Bank Of America Says The Market Is Primed For A Melt-Up In Q1
As the year comes to an end and we step into a new decade,
the Bank Of America Corp. has said that financial markets are set for a risk
asset melt-up in the first quarter of this new decade.
A melt-up is a dramatic and unexpected improvement in the
investment performance of a class of an asset, which is partly driven by a rush
of investors who do not want to miss out on its rise, rather than by
fundamental improvements in the economy. The profits created by melt-up are
considered to be unreliable indications of the direction the market is
ultimately headed. According to some reviews, melt-ups often precedes meltdowns.
Several strategists including Michael Hartnett in a note to
investors said that as the Brexit and trade war risks recede, as well as the
Federal Reserve and European Central Bank continuously adding liquidity, the outlook for the 2020 is likely
very bullish. They said, "we continue to expect returns to be front loaded
in 2020. Positioning is turning bullish and Decembers global fund manager
survey on Tuesday should confirm the sentiment."

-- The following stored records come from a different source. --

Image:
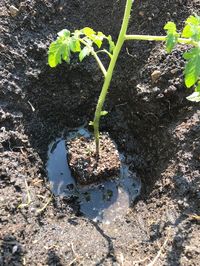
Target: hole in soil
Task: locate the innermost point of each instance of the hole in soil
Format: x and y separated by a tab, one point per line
102	202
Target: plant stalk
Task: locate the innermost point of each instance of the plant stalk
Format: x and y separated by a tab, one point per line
155	38
108	77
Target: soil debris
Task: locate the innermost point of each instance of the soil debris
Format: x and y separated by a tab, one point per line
86	167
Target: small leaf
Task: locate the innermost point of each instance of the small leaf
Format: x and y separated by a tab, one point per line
58	51
194	97
111	44
192	68
64	33
91	123
74	45
84	52
88	31
103	113
172	36
197	89
192	28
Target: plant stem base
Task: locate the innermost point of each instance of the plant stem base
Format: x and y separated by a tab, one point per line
85	166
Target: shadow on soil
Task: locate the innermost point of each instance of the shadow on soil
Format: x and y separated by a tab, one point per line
10	251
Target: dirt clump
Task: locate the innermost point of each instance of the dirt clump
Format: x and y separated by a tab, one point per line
85	165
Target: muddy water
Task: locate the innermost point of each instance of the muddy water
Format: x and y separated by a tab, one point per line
103	202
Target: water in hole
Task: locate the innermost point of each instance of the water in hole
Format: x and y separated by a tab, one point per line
103	202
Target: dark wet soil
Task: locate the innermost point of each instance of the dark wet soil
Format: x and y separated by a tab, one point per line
88	167
149	119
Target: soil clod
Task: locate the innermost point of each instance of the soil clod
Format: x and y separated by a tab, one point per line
84	164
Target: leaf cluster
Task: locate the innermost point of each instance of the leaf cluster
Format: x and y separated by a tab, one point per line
82	41
191	35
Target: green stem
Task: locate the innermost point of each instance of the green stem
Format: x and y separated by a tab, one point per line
155	38
108	77
101	66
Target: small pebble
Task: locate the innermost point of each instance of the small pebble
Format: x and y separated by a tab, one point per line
13	11
155	76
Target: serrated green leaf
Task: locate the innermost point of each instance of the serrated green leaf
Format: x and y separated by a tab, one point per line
192	68
103	113
197	89
64	33
187	32
58	51
111	44
172	36
194	97
74	45
88	31
84	52
192	28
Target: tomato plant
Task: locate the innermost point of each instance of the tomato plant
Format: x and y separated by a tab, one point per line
89	42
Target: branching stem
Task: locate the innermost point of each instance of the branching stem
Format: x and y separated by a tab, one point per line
100	64
108	77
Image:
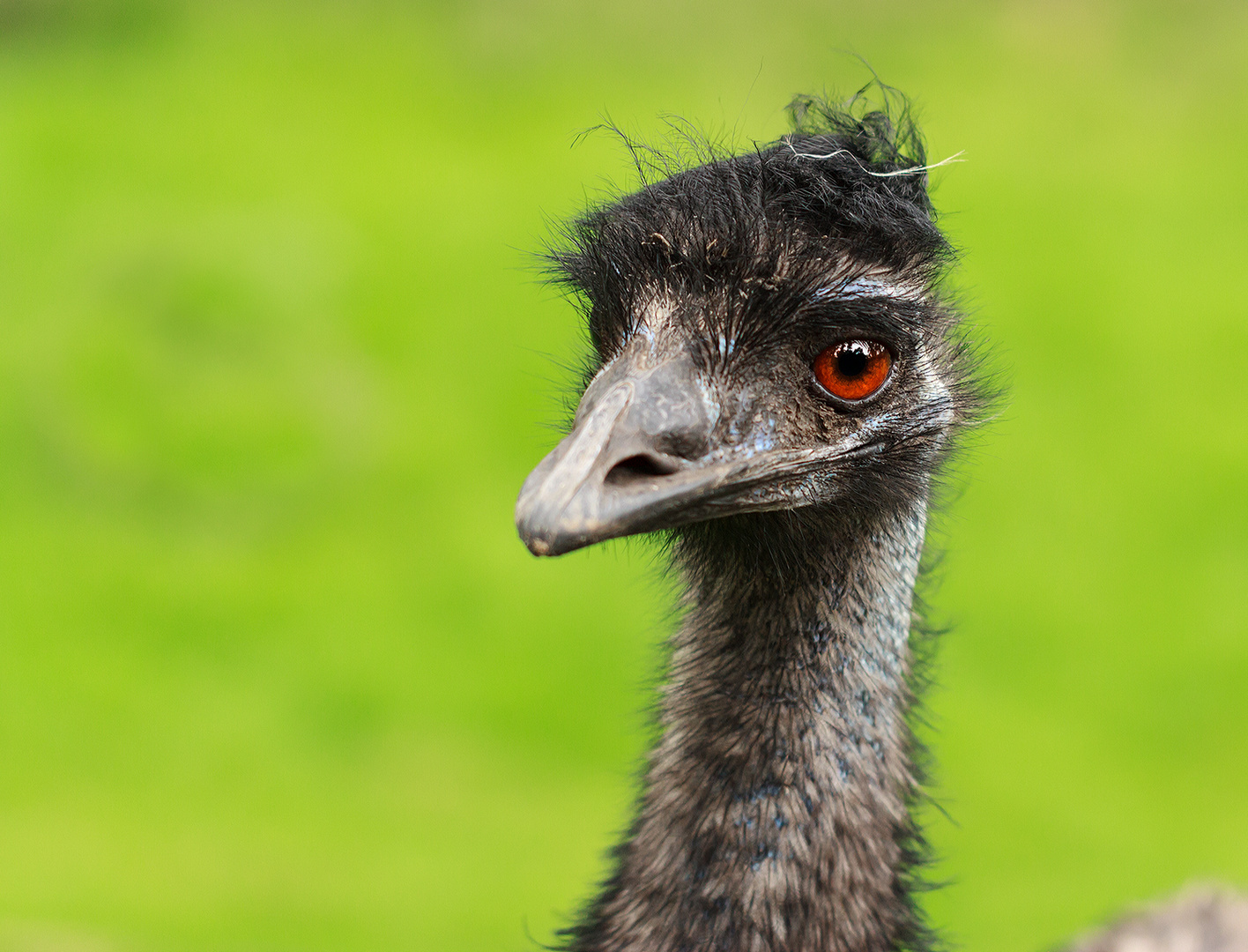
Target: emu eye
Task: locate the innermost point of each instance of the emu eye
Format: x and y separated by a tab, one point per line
854	369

Analysts expect the S&P 500 index to increase by 5.2%
after the close of Friday's stock market to reach about 3,333 by March 3. They
also expect treasury yield to hit 2.2% by February 2020, which is an increase
of 36 basis points.
Following the agreement of the United States and China to a
first-phase deal on Friday as well as the United Kingdom Conservative party
winning a majority and clearing a path for the country to exit the European
Union, global stocks climbed to record highs. Today, stocks and equity in Asia
were mixed as they climbed in Europe.
Chief Strategist at Principal Global Investors in London,
Seema Shah, said "Some of these geopolitical risks seem like they are
somewhat resolved, but they are only on hiatus. While a rally should ensue in a
short term, investors should take a defensive stance in their asset
allocation."
A survey by Bloomberg
showed that after receiving support from 'better than expected' activity data
from China, the MSCI Asia Pacific fell 0.1%. The STOXX Europe 600 index rose as
far as 1.1% to reach an intraday record high ahead of an unexpected decline in
German manufacturing data.
Head of Market Strategy at BNY Mellon, Daniel Tenengauzer,
wrote in a note saying, " Following conference calls with investors in
Asia EMEA and America as well as meeting with investors in the United State and
Canada, we conclude that investors are not interested in adopting a strong bias
in any direction."
According to historical review, financial analysts saw the
'run-up' in the stock market at the beginning of 2010 as a possible 'melt-up'
because the unemployment rate was on the increase, commercial and residential real
estate values also suffered and retail stock investors continued to pull their
cash out of the stock market. Another example of economic 'melt up' is the
Great Depression of 1929-1932.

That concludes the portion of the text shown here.